Arrêter Wegovy ou Mounjaro : ce que les essais disent vraiment du rebond

La première chose qui revient après l'arrêt, ce n'est pas la faim. C'est le bruit.

Trois à six semaines après la dernière dose de sémaglutide ou de tirzépatide, le bavardage intérieur autour de la nourriture reprend sa place. Ce qu'il y a dans le frigo. Ce qu'on va manger à midi. Ce qu'on mangerait si personne ne regardait. Sur les forums français et les groupes Reddit Wegovy, les patients parlent d'un bouton de volume qu'on remonte. La ghréline — l'hormone de la faim que le GLP-1 écrase — revient à sa ligne de base en 4 à 8 semaines. La sensibilité à la leptine et la dépense énergétique de repos, elles, mettent beaucoup plus de temps. Parfois elles ne reviennent jamais au même point.

Tout l'enjeu de l'arrêt tient dans cet écart. Le médicament s'en va. La biologie qu'il masquait, elle, reste sur place.

Semaine 1, semaine 6, mois 6 : la chronologie réelle

Le sémaglutide a une demi-vie d'environ 7 jours. Le tirzépatide tourne autour de 5 jours. Le liraglutide est éliminé en 13 heures, ce qui explique pourquoi Saxenda se pique tous les jours. En pratique, on est fonctionnellement hors traitement 5 à 6 semaines après la dernière piqûre de Wegovy ou de Mounjaro.

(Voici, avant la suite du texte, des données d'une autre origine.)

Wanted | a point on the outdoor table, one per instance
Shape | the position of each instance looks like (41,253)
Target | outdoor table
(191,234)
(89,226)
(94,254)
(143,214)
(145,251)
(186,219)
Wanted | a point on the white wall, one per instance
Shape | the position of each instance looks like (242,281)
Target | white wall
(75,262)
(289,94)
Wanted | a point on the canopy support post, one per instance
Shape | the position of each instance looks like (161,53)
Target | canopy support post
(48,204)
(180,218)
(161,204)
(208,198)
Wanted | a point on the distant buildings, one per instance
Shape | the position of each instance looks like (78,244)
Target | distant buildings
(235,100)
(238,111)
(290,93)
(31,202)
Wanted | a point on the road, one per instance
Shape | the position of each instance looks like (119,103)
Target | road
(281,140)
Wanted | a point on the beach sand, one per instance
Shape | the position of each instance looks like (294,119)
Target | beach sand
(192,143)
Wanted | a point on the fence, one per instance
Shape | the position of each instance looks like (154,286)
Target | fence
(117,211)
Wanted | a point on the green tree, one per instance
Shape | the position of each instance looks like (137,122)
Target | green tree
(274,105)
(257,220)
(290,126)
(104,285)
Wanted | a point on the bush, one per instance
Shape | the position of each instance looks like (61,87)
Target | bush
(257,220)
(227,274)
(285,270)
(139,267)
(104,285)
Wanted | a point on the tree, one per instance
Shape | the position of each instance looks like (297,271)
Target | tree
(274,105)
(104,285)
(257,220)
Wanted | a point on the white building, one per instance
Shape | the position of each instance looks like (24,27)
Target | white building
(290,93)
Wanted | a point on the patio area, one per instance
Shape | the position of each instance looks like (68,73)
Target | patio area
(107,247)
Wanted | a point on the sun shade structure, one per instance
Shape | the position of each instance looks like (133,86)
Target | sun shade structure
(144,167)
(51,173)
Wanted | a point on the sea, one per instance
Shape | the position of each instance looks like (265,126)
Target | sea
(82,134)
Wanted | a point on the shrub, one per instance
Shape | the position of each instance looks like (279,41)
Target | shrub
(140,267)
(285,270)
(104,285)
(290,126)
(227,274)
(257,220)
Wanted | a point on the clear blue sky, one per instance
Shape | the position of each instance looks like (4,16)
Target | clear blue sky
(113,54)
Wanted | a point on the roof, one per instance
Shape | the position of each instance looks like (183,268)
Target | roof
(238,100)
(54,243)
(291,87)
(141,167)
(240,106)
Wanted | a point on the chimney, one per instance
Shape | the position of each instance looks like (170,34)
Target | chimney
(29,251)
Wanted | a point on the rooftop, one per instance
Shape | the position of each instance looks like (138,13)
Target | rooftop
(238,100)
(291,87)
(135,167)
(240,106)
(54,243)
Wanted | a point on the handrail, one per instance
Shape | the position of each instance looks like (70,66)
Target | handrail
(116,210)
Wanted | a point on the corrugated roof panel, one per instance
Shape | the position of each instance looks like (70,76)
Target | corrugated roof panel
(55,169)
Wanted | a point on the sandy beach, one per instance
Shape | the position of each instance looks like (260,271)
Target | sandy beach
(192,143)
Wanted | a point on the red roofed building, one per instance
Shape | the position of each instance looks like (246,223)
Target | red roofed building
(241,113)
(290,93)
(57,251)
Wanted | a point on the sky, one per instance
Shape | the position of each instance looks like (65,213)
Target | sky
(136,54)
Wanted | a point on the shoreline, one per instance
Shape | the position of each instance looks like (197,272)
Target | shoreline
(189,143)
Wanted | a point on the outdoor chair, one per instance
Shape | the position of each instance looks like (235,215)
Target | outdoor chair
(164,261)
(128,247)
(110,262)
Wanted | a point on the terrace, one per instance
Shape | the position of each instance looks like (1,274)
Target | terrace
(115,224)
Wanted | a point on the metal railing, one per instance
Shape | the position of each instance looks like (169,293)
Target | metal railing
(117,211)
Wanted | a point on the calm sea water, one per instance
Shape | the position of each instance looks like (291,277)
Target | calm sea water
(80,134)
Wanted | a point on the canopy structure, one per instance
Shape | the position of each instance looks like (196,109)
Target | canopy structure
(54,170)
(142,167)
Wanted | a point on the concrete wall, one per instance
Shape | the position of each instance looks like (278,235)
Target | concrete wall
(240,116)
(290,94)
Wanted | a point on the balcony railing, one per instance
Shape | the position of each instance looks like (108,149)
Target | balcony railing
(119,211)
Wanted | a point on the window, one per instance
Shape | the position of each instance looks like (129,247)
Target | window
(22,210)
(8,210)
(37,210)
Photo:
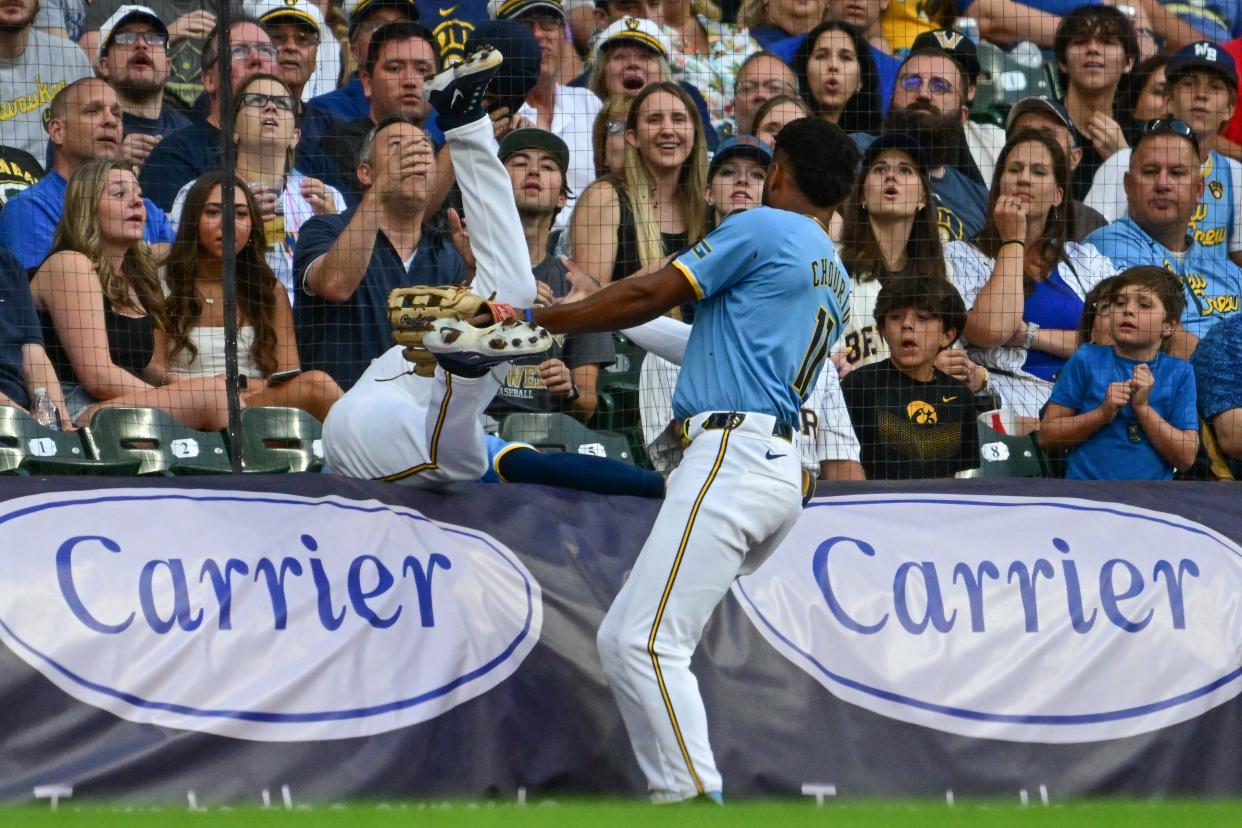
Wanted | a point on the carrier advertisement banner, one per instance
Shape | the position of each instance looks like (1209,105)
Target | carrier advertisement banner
(334,639)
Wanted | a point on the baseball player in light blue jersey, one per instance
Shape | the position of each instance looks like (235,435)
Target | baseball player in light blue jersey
(771,299)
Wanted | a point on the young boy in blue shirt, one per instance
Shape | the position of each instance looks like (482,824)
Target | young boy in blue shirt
(1127,411)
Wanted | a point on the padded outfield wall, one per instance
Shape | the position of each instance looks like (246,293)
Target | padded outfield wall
(367,641)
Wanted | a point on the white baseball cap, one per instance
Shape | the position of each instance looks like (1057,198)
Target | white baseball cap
(271,11)
(634,30)
(514,9)
(123,15)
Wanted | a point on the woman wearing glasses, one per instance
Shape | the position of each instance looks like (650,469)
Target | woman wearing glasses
(837,77)
(267,350)
(101,304)
(265,137)
(1022,278)
(653,207)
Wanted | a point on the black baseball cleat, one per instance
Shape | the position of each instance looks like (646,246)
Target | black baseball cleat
(457,91)
(470,351)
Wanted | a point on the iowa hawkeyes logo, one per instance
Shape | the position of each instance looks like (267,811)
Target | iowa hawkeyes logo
(920,414)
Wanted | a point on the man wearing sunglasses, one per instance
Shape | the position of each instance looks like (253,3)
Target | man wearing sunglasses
(1163,190)
(930,103)
(1202,96)
(133,60)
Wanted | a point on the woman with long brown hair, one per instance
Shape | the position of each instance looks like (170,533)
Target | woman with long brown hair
(267,351)
(1022,278)
(655,207)
(101,304)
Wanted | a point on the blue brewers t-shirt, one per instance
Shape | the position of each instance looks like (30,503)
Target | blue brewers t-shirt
(1120,450)
(773,297)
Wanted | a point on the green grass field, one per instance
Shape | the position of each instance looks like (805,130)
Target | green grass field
(631,814)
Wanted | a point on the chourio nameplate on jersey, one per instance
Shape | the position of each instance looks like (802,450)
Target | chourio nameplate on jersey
(263,616)
(1020,618)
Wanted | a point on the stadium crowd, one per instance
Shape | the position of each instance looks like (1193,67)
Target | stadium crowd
(1046,220)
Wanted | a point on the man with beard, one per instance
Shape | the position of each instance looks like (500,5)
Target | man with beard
(190,22)
(133,60)
(929,102)
(83,124)
(34,67)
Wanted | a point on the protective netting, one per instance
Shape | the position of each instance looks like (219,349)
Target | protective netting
(1043,224)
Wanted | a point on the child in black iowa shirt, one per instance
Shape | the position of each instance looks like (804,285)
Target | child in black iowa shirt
(912,420)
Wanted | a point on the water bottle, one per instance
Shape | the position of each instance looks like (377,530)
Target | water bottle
(45,410)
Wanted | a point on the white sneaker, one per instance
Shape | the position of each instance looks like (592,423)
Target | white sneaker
(466,350)
(457,91)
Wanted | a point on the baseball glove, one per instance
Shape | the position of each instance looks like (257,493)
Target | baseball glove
(414,312)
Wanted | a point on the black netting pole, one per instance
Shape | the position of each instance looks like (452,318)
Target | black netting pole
(229,258)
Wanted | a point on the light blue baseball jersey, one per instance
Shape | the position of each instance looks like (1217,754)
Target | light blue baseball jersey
(1212,282)
(1212,221)
(773,298)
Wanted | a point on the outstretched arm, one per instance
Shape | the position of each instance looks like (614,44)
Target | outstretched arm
(622,304)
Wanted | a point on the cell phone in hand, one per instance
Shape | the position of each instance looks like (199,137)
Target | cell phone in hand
(281,378)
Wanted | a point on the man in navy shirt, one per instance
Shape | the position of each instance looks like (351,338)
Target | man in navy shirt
(365,16)
(400,57)
(345,265)
(930,101)
(85,123)
(133,60)
(189,153)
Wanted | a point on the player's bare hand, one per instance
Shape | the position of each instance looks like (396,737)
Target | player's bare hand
(193,24)
(316,194)
(135,147)
(557,378)
(461,237)
(504,122)
(1140,385)
(1104,134)
(956,364)
(1010,215)
(543,294)
(1115,399)
(584,283)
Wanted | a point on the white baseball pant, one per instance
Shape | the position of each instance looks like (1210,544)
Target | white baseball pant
(396,426)
(728,505)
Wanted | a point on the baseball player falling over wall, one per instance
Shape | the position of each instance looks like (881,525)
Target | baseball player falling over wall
(771,294)
(421,426)
(771,298)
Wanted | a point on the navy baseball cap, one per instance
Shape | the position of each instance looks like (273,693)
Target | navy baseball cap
(357,11)
(535,138)
(898,140)
(955,45)
(739,147)
(1202,56)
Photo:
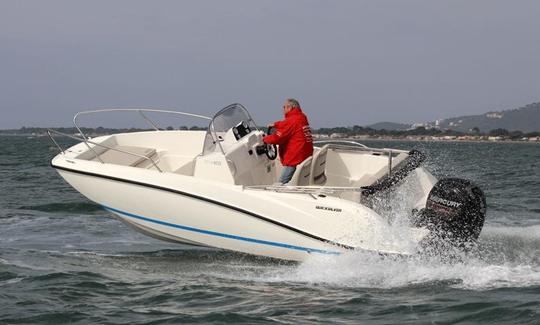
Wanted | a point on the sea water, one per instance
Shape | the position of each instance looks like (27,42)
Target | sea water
(65,260)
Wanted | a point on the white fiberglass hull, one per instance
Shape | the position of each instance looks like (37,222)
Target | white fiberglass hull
(280,225)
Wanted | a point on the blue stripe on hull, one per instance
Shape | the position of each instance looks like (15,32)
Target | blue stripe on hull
(219,234)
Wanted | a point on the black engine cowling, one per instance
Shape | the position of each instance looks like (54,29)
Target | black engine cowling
(455,211)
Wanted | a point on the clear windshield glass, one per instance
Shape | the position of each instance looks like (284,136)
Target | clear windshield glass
(223,122)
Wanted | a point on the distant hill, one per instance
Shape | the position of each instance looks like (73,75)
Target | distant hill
(389,126)
(526,119)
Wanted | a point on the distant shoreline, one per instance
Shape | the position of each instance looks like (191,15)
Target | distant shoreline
(360,139)
(431,140)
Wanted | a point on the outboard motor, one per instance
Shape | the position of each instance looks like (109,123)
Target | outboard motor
(454,213)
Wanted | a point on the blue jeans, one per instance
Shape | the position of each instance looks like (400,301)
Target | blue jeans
(286,174)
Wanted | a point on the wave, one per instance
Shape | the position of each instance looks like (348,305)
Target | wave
(71,207)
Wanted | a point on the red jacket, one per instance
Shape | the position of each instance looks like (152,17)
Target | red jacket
(293,136)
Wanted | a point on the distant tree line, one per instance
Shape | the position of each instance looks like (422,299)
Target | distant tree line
(346,131)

Voici la courbe que dessinent les extensions STEP, SURMOUNT et les données de remboursement observationnelles.

Temps depuis la dernière doseCe que les patients rapportentCe qui se passe biologiquement
Semaine 1Appétit encore coupé, effets digestifs qui s'estompentConcentration plasmatique encore thérapeutique
Semaine 3La faim revient, les portions grossissentGhréline qui remonte vers la ligne de base
Semaine 6Bruit alimentaire pleinement revenu, 1 à 2 kg reprisEffet GLP-1 disparu, leptine toujours basse
Mois 3Environ un tiers du poids perdu repris chez beaucoupDépense énergétique de repos toujours diminuée
Mois 6Reprise médiane entre 40 et 60 % du poids perduAdaptation métabolique encore persistante
Mois 12Environ deux tiers du poids repris, sans action activeNouvel équilibre, au-dessus du nadir

Ce n'est pas un destin individuel. C'est la moyenne d'essais randomisés contre placebo. Certains font mieux. Beaucoup font pire. Mais c'est la trajectoire de référence, celle à laquelle on se prépare avant d'arrêter, pas après.

La biologie du rebond

Le corps défend son poids le plus haut, pas le plus récent. Les physiologistes appellent ça le point de consigne adipeux. Quand on maigrit vite, plusieurs systèmes entrent en résistance.

  • Ghréline. Sécrétée par l'estomac, elle pousse à manger. Supprimée sous sémaglutide. À l'arrêt, elle revient souvent au-dessus de son niveau pré-traitement pendant plusieurs mois.
  • Leptine. Sécrétée par le tissu adipeux, elle signale la satiété. Moins de graisse = moins de leptine = moins de signal « arrête ».
  • Peptide YY et GLP-1 endogène. Les sécrétions post-prandiales restent basses pendant toute la phase de reprise.
  • Dépense énergétique de repos. Elle baisse de 10 à 15 % de plus que ce que la perte de masse maigre expliquerait. Cette thermogenèse adaptative peut durer plus d'un an.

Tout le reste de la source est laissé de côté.